Pak RT’s wife was much younger than her husband; she wore a well-cut trouser suit and a gold watch; she looked sharp, self-confident and alert. She would not have looked out of place in a smart shopping mall.

"Does Pak RT get paid for his work," I asked.

"It’s not like being a civil servant," she said. "No big cars. All we get is a small monthly contribution from the local people. This is a poor neighbourhood."

"Do soldiers get well paid?" I asked.

"No," said Pak RT, unsmiling. "I wasn’t an officer. I couldn’t become an officer because I didn’t have the money."

"You have to pay to become an officer?" I asked.

Pak RT shrugged his shoulders; he seemed to have decided to keep quiet on the subject.

"My husband had to have two jobs," said Pak RT’s wife, breaking the silence. "While he was a soldier, he also had to do private work as a guard."

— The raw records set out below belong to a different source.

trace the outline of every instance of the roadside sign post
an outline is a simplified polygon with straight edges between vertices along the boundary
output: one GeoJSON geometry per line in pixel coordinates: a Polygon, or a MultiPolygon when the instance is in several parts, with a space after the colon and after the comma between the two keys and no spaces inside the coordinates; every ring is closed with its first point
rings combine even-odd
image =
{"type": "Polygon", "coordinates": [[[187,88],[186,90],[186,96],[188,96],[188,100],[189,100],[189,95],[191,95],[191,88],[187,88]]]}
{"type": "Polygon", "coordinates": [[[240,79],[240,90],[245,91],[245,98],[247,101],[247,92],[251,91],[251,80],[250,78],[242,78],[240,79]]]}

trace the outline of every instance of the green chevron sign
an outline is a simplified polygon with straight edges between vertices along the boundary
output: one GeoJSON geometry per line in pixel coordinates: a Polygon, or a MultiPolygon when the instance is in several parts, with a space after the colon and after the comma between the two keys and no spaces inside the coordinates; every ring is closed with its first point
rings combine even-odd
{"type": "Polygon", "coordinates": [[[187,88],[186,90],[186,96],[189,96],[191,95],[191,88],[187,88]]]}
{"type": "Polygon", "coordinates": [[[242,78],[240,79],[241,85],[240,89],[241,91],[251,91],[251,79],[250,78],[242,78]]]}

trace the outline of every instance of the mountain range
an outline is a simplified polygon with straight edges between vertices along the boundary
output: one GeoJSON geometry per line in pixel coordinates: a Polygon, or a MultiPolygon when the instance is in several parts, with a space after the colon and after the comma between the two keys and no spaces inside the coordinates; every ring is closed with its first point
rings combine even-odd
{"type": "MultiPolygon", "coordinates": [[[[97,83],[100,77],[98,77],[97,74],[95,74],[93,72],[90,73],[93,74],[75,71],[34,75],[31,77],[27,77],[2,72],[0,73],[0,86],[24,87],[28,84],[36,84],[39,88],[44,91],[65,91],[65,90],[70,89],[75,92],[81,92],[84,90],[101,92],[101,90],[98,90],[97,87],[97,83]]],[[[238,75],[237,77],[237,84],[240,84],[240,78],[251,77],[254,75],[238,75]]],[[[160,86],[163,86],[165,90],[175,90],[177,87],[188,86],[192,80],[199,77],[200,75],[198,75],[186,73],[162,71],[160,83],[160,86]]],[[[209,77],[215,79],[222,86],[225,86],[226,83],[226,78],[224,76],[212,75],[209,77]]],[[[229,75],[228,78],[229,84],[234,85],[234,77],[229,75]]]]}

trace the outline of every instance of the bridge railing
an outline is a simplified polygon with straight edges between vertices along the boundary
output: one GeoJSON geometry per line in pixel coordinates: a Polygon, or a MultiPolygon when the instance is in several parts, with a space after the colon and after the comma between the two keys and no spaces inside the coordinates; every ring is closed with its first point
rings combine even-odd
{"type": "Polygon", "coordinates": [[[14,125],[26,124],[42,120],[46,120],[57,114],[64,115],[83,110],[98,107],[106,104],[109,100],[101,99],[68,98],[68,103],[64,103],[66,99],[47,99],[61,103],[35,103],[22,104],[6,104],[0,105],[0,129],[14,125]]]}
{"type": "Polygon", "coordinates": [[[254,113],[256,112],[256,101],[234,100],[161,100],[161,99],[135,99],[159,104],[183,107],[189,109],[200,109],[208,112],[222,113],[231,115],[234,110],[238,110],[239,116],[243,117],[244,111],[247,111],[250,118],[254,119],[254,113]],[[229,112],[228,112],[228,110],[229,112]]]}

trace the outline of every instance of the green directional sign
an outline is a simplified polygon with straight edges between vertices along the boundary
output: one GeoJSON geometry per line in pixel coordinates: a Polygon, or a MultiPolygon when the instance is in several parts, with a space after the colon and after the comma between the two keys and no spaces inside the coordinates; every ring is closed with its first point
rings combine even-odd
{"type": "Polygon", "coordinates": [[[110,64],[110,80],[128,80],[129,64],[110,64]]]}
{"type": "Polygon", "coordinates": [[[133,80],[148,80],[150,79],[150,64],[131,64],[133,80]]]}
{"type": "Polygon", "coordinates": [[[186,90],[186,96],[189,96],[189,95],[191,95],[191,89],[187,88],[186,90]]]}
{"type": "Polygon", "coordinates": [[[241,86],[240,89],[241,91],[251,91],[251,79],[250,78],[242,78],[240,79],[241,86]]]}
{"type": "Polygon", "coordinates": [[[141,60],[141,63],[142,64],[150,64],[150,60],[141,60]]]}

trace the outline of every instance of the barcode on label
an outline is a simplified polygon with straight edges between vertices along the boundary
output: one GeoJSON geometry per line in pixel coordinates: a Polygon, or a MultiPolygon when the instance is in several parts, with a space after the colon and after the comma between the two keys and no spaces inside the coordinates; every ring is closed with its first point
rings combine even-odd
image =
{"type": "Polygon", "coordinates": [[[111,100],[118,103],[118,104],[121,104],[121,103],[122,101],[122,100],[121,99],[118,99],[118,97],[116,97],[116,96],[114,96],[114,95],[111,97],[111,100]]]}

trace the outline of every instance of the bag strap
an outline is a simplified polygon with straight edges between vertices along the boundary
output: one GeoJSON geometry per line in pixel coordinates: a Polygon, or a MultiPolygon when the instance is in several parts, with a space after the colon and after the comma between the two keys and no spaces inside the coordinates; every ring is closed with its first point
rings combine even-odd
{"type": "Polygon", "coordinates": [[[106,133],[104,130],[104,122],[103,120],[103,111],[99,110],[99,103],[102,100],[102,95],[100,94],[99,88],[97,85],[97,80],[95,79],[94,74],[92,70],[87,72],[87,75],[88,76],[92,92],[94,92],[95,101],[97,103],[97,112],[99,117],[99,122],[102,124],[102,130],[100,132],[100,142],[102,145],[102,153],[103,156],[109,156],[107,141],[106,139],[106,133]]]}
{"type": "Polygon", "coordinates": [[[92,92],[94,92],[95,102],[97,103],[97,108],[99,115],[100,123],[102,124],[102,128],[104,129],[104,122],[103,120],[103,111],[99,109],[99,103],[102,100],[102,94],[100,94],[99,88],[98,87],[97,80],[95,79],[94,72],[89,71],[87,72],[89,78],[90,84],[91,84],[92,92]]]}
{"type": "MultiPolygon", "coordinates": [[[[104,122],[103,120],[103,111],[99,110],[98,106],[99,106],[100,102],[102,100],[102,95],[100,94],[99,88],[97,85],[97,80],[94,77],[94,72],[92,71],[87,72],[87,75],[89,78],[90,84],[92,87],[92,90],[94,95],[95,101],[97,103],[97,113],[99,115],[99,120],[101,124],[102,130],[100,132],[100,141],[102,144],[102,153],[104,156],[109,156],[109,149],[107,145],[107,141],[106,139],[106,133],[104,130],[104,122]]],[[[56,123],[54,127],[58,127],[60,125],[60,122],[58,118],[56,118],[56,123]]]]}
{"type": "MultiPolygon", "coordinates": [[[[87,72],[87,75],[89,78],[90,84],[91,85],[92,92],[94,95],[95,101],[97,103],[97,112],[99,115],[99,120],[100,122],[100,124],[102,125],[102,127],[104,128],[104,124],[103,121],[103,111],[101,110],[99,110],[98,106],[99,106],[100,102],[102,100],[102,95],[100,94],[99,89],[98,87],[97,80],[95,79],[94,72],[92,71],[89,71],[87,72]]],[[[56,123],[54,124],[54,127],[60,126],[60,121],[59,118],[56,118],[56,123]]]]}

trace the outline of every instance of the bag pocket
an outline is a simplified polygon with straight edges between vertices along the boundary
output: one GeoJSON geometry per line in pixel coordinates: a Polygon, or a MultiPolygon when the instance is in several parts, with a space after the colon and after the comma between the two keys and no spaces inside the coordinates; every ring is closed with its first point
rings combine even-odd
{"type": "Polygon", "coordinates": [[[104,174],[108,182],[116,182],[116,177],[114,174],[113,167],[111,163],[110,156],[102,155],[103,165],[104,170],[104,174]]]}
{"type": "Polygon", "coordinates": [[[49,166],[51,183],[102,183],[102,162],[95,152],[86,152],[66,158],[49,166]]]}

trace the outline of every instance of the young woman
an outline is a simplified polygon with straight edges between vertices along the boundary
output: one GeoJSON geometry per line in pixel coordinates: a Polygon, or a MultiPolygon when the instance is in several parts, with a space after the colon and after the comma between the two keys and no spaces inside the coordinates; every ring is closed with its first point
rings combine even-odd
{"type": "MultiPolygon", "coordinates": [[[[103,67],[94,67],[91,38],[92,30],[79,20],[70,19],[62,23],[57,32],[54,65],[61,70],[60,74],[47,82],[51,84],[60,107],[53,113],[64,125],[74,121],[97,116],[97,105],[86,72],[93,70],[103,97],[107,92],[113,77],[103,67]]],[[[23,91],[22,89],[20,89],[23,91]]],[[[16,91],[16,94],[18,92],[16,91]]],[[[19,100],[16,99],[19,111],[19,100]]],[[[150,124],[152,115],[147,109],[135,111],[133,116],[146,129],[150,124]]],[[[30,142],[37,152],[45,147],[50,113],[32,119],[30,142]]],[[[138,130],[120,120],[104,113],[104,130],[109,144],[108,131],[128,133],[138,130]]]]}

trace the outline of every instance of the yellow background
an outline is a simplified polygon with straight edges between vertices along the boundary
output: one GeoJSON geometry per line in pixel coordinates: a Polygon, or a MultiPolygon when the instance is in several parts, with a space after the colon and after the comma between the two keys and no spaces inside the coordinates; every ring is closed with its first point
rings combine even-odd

There were two teenage girls standing shyly at the far end of the room; and there were four young boys, perhaps cousins or friends, who had joined Novi and who were now standing beside Pak RT. The boys were not shy. One boy, with a cheeky-monkey face, held up three fingers, then one finger, and whispered some rude words in English while staring in my direction. Pak RT ignored this.



The following afternoon, Novi arrived at my front gate with a letter from his mother. It was a request for a sum of money to help pay for Novi’s schooling. I explained to Novi that I only helped very poor people and he was not one of the very poor. I politely got rid of Novi and put the letter in the bin. Another letter arrived the following day and I wrote a courteous reply, repeating what I had already said to Novi. Next came a series of telephone calls from Novi, begging for money. Eventually he gave up.